Bedelli askerlikte başvuru sayısı 19 bine dayandı
Bakan Yılmaz, beklenen başvurunun bir türlü sağlanamadığı
bedelli askerlikle ilgili de son bilgileri verdi. Buna göre şu ana kadar 18 bin 973 başvuru yapıldı. Devletin kasasına 444 milyon TL girdi. Bakan, profesyonel ordu uygulamasında gelinen noktayı da şöyle özetliyor: "TSK mevcudunun yüzde 35'ini oluşturan
subay,
astsubay, uzman
jandarma ve uzman erbaşlar profesyonel personeldir. İç güvenlik harekâtında kullanılan Kara Kuvvetleri'nde beş, Jandarma Genel Komutanlığı'nda bir olmak üzere toplam 6
tugay,
komando uzman
çavuş ve uzman onbaşıdan oluşuyor. 2011'de 5103 kişilik erbaş ve er kontenjanı belirlendi ama 536 istihdam sağlandı. 2012 için 10.659 kişinin temini planlandı."

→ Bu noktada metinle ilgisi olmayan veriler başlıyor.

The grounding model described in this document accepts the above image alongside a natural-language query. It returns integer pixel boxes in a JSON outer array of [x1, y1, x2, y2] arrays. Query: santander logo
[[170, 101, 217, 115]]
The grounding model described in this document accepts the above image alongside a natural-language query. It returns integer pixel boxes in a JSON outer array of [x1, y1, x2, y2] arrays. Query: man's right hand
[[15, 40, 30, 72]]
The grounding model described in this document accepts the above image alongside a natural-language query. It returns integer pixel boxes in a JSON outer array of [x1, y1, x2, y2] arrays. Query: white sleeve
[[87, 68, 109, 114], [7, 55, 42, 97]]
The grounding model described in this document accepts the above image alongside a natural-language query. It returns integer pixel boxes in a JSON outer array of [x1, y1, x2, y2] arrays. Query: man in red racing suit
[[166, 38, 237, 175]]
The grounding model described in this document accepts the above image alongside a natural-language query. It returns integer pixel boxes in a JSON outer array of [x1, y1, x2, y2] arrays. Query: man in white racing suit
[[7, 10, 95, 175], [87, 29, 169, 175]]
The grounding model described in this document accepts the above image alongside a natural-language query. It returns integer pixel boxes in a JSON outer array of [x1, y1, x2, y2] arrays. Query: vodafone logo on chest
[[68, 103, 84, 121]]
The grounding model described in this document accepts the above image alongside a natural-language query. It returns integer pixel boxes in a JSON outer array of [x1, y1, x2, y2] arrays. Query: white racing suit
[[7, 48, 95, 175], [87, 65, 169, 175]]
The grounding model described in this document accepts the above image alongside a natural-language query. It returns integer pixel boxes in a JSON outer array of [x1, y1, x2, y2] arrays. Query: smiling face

Basına akreditasyon ötekileştirir, doğru değil
Bakan Yılmaz, Genelkurmay'ın bazı medya kuruluşlarına dönük akreditasyon uygulamasını doğru bulmuyor. "Vatanına, milletine, bayrağına bağlı kurumlara yapılan akreditasyonu, ötekileştirmeyi doğru bulmuyoruz. Bunun belli bir süreç içerisinde düzeleceğini umuyoruz." diyor. "Bu sorun sizin bakanlığınız döneminde çözülür mü?" sorusuna "Her şey yolunda giderse çözülür, niye çözülmesin?" cevabını veriyor. Yılmaz, akreditasyon olayının özünde diyalogsuzluk ve birbirini anlayamamanın yattığını anlatırken, akreditasyon uygulamasının Milli Savunma Bakanlığı'ndaki programlar için artık geçerli olmayacağını söylüyor.

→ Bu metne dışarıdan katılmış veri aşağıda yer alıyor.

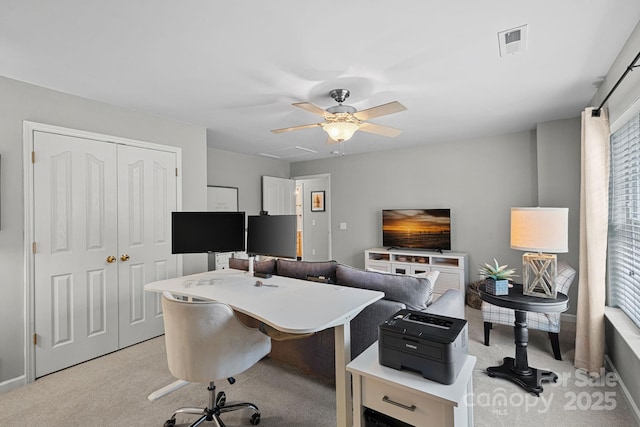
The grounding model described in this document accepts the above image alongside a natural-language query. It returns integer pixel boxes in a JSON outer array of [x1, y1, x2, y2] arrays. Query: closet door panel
[[118, 146, 177, 348], [33, 131, 118, 377]]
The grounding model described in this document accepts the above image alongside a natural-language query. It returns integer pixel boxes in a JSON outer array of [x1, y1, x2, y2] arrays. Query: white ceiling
[[0, 0, 640, 161]]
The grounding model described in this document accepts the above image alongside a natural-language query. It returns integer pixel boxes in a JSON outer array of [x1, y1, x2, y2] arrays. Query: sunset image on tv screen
[[382, 209, 451, 249]]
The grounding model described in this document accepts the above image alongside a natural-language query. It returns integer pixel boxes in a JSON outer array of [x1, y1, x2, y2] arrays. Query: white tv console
[[364, 248, 469, 300]]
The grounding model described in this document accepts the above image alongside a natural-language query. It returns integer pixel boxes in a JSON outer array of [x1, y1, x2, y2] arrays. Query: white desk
[[145, 269, 384, 427]]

ATAK helikopteri, yıl içinde hizmete giriyor
Hakkında görevden alınacağına dair söylentiler çıkan Savunma
Sanayii Müsteşarı Murad Bayar'ın görevine devam edeceğini açıklayan Bakan Yılmaz, Savunma Sanayii'nde yürütülen kritik projelerle ilgili ise şu bilgileri verdi: "ATAK helikopteri projesinde 2012'de ilk teslimatlar başlanacak. Üçüncü ülkelere ihracatına yönelik de çalışmalar başladı. İnsansız
hava aracı ANKA da bu yıl terörle mücadelede kullanılacak.
Altay tank projesi, kesinlikle milli bir proje. G. Kore'nin Rotem firması ile yapılmış
teknik danışmanlık anlaşması ise
milli tank projemizin daha hızlı bir şekilde hayata geçirilmesi için gerekli . 2012 içinde ilk prototipler üretilerek
test faaliyetlerine başlanacak."
Savunma Sanayii rekabete açılacak
TSK Güçlendirme Vakfı'na bağlı TAI,
Aselsan, Havelsan ve
Roketsan gibi şirketlerin iyi yönetilemediği yönünde eleştiriler söz konusu. Bakan Yılmaz, bu soruna değinirken doğrudan alımlar yerine ihaleler yoluyla şirketlerin rekabet gücünü artıracaklarına dikkat çekiyor: "Şirketlerimizin bugün geldiği nokta gurur duyulacak bir seviyededir. Daha da ileri götürülmesi, rekabet gücünün artırılması gerekiyor. Ancak bu şartla bu şirketlerimiz sağlıklı bir yapıya kavuşur ve mevcudiyetlerini devam ettirebilirler. Bugüne kadar çoğu ihalelerin doğrudan verildiği ve bunun da şirketlerin rekabetçi güçlerini geliştirmesine engel olduğu gerçektir. Bundan sonra doğrudan alımları en aza indirip, bu şirketlerimizin de katılacağı ihaleler yolu ile tedarik süreçlerini başlatacağız."